My heart breaks for those among you who have lost children. Thank you all for being here - and for listening.
Clarification: WE tried to have our son hospitalized when he was still 17. His girlfriend didn't. That wasn't clear in my post above. (She, of course, was scared that he'd be admitted and, like her previous boyfriend - who was in one or another residential program for 15 months - get help.)
By the way, that boy and his mother are now at the core of my life. We are nurturing a friendship between our boys, who have experienced an addiction to the same black widow. The other is a survivor. May my son someday be, too, and overcome his abuse of drugs and alcohol.
Sorry for the lengthy introduction divided into three (now four) segments.
Hi Molly, Your story, like all the others, is different yet the same. It is heartbreaking to know that we are supposed to help ourselves when our children are drowning in addiction. Hard as a mother to accept this. This forum really does help.

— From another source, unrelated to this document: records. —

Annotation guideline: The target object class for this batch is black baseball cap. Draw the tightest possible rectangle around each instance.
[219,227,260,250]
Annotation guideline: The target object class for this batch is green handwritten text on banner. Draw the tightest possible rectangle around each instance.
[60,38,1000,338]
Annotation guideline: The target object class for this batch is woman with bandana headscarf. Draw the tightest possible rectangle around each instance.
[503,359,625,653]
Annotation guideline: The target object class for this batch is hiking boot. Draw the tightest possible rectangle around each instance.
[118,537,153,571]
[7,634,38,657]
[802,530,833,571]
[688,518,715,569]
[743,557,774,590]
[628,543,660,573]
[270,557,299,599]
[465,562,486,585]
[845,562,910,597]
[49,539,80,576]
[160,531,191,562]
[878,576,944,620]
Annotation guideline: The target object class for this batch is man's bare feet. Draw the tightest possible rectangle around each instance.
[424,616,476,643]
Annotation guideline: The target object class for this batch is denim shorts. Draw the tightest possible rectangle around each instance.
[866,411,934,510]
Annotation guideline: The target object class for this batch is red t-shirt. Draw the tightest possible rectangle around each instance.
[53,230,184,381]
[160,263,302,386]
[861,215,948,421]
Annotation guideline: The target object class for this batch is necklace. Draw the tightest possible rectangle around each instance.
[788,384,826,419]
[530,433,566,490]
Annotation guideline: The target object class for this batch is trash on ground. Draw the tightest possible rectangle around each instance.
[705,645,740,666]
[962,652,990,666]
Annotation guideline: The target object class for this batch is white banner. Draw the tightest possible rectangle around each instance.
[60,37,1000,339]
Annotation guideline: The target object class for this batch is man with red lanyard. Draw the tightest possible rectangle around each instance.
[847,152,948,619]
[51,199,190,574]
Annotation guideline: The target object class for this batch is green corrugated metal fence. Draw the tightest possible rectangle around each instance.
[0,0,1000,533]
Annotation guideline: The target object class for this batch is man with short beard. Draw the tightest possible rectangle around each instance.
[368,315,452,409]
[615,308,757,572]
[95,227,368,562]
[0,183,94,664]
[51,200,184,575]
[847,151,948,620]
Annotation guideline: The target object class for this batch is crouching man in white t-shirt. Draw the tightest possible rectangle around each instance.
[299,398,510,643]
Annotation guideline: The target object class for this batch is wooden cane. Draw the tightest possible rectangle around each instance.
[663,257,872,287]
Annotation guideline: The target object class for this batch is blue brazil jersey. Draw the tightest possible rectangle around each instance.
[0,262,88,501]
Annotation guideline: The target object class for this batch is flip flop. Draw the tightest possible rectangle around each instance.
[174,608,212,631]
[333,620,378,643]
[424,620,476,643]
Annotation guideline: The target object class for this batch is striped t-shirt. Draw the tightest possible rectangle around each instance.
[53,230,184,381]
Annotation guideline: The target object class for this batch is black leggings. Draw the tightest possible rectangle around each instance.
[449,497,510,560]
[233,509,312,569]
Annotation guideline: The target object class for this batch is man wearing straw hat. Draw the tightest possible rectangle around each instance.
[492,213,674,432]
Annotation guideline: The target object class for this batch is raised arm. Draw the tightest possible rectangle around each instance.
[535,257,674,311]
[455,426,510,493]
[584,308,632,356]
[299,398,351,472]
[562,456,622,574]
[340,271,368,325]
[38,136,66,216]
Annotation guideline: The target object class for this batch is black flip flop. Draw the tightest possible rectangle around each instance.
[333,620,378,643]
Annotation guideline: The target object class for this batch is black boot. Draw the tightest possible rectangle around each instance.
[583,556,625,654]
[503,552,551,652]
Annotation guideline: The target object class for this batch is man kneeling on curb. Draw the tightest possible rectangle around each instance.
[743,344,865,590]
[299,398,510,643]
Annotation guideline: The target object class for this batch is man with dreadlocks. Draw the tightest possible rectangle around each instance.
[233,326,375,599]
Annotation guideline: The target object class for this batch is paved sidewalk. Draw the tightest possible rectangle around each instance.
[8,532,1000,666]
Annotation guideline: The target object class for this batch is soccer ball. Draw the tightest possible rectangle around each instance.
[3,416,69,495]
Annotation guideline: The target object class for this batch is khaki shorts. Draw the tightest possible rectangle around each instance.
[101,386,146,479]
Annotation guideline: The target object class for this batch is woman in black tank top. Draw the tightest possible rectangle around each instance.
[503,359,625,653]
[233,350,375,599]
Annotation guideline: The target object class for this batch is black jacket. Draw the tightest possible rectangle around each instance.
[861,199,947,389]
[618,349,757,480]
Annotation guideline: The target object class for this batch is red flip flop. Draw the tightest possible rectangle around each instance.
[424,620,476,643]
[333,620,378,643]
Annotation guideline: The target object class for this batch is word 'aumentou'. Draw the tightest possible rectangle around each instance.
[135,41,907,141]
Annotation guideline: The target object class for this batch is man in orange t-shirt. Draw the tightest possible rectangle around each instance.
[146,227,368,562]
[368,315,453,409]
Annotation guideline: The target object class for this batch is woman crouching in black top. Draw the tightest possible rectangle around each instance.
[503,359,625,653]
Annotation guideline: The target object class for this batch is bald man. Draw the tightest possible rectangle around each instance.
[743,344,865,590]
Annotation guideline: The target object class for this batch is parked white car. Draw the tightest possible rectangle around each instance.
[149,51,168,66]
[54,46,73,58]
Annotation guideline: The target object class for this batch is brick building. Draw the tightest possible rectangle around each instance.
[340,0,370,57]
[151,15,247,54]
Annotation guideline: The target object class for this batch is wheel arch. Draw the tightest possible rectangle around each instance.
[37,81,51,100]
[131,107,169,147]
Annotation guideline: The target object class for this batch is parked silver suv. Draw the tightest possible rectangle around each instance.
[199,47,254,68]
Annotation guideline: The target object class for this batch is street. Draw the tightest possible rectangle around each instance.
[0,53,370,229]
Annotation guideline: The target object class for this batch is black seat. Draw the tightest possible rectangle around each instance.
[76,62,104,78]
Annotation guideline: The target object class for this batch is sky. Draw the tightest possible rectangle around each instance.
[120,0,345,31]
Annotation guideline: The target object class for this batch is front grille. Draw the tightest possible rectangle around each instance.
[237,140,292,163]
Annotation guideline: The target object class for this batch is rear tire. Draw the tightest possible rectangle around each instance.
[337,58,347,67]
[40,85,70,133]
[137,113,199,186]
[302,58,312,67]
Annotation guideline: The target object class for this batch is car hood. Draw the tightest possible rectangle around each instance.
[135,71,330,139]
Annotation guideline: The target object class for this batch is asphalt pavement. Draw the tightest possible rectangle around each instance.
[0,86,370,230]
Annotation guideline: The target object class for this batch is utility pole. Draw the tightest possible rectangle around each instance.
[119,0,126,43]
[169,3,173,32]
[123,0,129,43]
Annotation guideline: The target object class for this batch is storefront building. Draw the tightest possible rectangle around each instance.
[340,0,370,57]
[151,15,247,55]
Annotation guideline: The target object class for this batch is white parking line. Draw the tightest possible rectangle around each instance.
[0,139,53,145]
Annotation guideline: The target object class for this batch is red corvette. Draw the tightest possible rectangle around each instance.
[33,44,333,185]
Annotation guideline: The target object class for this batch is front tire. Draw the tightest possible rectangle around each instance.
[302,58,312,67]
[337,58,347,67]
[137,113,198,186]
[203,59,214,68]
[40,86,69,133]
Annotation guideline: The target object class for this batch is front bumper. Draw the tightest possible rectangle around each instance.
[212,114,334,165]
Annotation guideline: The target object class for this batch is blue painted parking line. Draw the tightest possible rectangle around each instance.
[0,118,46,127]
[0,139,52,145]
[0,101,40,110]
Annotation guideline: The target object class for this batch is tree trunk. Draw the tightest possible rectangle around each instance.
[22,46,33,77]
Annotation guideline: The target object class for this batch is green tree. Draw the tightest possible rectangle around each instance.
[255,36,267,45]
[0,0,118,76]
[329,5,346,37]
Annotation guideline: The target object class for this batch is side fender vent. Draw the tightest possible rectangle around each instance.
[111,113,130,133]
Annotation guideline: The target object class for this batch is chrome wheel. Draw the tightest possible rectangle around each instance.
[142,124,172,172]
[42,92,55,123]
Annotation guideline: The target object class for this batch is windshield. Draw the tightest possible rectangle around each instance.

Molly, I'm glad you came to the forum. I can relate to everything in your post. This forum has helped me so much to not feel alone and also learn from others. You will find many kind and understanding friends here, please keep coming back. Ann
Thank you so much! Late last night I came here to read your older posts. I wanted to know and remember your stories, and be able to associate your names with these struggles, losses and victories. I'm learning who you are, and starting to believe that in your company I will feel less alone. Again, thank you for your warm welcome. I'm here for you, too. Best, Molly
Hello Molly, Welcome to the forum. Last year I was extremely ill, No one really knew what was wrong. The flu??? A virus??? I think now that my system just broke down from the grief and stress. Then I decided to live and I found this forum of fantastic people living lives something like mine. I'm futher down the road than most of you. I lost one in 2005 and have a daughter into meth. She hasn't seen me in 4 years. That sometimes happens when you cut off all funds, housing, etc. I no longer see my oldest grandaughter because we don't shell out anymore. I've done my "time" so to speak. Keep writing on the forum. It will help us and you. Best wishes, Deb
Molly, thanks for sharing your story. This forum will allow you to share what so many others do not understand. Knowing that so many here do understand is a God sent. During the active using days, I did not have this forum and like many, endured life in my own craziness. Addiction is not something to be discussed over coffee. We choose to hide as much as we can and live our lives in fear and chaos. My daughter is a true miracle and I pray she can continue to be an inspiration to many. She is back in college and is majoring in Art therapy and Substance Abuse Counseling for the youth.
Thank you for sharing your story. I can relate to your feelings and experience. I don't think any of us imagined this road for our children. Nothing really prepares you for it, but support from those who understand really helps me.